Free day! Yippee. Well, I really overdid it today. Same breakfast as usual, no morning stack, steak and baked potato and fruit for lunch and then I made chocolate chip cookies. What a mistake! I LOVE cookie dough and made myself sick eating dough and then had to sample the cookies too. What guilt! And boy did I feel sick and bloated afterwards. I had a hamburger with cheese for supper and more cookies. I don’t want to repeat that kind of free day again.

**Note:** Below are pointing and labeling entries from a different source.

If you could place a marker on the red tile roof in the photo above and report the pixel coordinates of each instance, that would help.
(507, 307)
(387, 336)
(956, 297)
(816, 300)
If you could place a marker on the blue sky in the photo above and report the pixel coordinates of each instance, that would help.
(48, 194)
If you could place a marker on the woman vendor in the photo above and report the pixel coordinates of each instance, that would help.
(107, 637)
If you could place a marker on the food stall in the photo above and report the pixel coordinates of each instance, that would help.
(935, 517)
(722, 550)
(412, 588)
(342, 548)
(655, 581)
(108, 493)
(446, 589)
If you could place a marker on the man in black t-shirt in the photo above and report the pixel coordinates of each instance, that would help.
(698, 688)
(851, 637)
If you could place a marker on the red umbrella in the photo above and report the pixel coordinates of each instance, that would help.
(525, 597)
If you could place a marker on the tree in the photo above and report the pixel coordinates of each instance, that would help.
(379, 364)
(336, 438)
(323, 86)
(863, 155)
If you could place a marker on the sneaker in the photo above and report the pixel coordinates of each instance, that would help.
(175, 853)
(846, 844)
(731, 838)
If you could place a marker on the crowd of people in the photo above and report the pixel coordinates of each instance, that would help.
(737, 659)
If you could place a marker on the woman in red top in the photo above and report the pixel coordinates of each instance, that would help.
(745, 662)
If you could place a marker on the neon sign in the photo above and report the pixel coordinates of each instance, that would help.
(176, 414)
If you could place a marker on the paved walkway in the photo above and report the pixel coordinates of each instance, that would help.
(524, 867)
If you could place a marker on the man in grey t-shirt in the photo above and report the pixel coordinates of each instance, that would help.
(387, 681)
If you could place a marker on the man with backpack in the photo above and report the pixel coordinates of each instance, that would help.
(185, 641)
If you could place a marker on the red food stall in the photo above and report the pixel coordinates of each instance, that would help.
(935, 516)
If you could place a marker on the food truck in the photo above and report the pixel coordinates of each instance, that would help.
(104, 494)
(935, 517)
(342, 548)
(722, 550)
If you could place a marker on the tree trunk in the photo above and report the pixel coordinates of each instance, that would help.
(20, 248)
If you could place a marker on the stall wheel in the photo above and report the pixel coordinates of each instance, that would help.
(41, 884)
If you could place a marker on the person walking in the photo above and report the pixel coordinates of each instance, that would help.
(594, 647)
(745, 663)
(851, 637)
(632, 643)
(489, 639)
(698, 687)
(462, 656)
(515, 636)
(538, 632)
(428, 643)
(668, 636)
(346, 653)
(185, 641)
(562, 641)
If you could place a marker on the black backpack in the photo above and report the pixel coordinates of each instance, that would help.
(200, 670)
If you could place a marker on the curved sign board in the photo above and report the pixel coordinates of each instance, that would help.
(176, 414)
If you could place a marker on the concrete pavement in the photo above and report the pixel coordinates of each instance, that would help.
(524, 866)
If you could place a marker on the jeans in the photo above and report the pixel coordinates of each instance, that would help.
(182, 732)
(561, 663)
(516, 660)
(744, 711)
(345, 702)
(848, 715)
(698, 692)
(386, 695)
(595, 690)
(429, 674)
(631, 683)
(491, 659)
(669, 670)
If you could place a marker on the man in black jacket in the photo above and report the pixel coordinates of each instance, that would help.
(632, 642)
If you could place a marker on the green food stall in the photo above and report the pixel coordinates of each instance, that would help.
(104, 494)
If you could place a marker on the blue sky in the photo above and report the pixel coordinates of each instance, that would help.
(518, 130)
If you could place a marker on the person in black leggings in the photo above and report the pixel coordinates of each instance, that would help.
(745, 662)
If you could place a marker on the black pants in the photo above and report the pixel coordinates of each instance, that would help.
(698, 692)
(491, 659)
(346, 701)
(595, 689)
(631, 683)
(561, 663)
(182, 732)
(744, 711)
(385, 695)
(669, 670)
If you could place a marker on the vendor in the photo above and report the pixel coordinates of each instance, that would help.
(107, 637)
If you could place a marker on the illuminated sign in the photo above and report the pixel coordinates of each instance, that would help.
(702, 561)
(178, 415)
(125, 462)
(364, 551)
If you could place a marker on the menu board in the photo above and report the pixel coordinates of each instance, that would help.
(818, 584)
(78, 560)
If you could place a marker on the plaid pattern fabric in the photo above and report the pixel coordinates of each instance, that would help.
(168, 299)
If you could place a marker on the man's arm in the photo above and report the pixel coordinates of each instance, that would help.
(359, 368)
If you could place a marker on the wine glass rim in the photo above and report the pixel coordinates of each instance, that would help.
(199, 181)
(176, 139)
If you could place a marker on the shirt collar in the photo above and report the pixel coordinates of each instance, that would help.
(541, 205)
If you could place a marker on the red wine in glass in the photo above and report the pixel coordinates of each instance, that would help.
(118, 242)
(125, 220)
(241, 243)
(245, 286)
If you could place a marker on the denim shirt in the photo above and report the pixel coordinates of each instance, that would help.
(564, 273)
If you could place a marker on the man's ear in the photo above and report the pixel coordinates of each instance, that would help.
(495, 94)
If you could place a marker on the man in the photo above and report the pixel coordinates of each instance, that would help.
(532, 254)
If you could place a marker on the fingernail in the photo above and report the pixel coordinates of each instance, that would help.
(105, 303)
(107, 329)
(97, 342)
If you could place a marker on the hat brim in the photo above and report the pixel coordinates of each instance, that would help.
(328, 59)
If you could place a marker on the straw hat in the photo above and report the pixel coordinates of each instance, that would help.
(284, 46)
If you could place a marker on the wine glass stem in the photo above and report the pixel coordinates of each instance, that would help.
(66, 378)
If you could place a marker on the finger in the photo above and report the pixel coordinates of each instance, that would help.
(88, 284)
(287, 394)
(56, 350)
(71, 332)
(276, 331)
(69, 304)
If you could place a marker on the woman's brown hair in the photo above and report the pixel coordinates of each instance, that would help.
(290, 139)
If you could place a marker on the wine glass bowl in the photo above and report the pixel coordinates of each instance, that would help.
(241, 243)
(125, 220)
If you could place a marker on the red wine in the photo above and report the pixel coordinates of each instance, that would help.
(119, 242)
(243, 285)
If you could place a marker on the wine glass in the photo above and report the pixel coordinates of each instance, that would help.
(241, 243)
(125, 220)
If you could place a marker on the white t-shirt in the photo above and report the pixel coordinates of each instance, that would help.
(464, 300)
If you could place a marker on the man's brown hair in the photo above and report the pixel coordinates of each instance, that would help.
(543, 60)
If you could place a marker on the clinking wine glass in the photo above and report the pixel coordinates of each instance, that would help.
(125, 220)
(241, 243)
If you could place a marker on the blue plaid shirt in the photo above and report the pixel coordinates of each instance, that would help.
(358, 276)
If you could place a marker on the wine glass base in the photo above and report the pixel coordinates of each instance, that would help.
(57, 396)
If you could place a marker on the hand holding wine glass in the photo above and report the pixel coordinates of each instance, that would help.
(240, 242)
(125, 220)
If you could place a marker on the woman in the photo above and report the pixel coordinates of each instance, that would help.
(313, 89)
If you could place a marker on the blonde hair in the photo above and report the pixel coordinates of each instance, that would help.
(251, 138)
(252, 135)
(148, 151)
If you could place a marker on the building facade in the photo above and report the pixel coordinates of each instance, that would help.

I think this really isn’t how a free day should go so I think I’ll use more restraint the next time around.

July 2, 2008
I’m amazed, I stepped on the scale again today (really keep telling myself this is not what I should be doing) but I lost another 2 pounds. That a total of 5 pounds over 21/2 weeks. I’m thrilled and additional motivation mounts in my spirit. I looked up tummy tuck surgery information on the internet today to see if I could find out when it would be appropriate to lop off this extra fat/skin on my belly and butt. I was shocked and disgusted by the pictures I saw and what they did to you for a “lower body lift”. I’ve built tons of muscle over the past 1 ½ years but you just can’t see it over all the flab hanging around my middle. I swear I have the strongest abs of anyone in the gym; it’s just disguised under the loose flab hanging on my belly. How do I even measure my body fat anymore with the calipers? I don’t know what the grab and pinch to see what my true body fat really is anymore because it all just hangs. I’ll be honest though, I don’t know if I want a body lift as it looks gruesome. By some miracle, will my skin bounce back or will I have to face the inevitable….the knife! My butt looks like a little Shar Pei puppy and my stomach looks like a melting wax figure. There’s hard muscle under that skin and is it going to be worth it to me to remove the skin, knowing what they have to do to make that happen. Isn’t there any easier way? I should have been asking that before I got to this point, before I started gaining weight in my early 20s. Where was my head back then?

July 11, 2008

I’m just finishing my 4th week and I feel good. I’m amazed that I can still get sore after a workout after having lifted weights for more than a year. My muscles are getting more pronounced than ever before and my clothes are getting loose AGAIN! It’s a wonderful feeling and the scale has me at a 7 pound loss as of today. I’m very pleased as that is almost 2 pounds a week. That is remarkable and I feel great.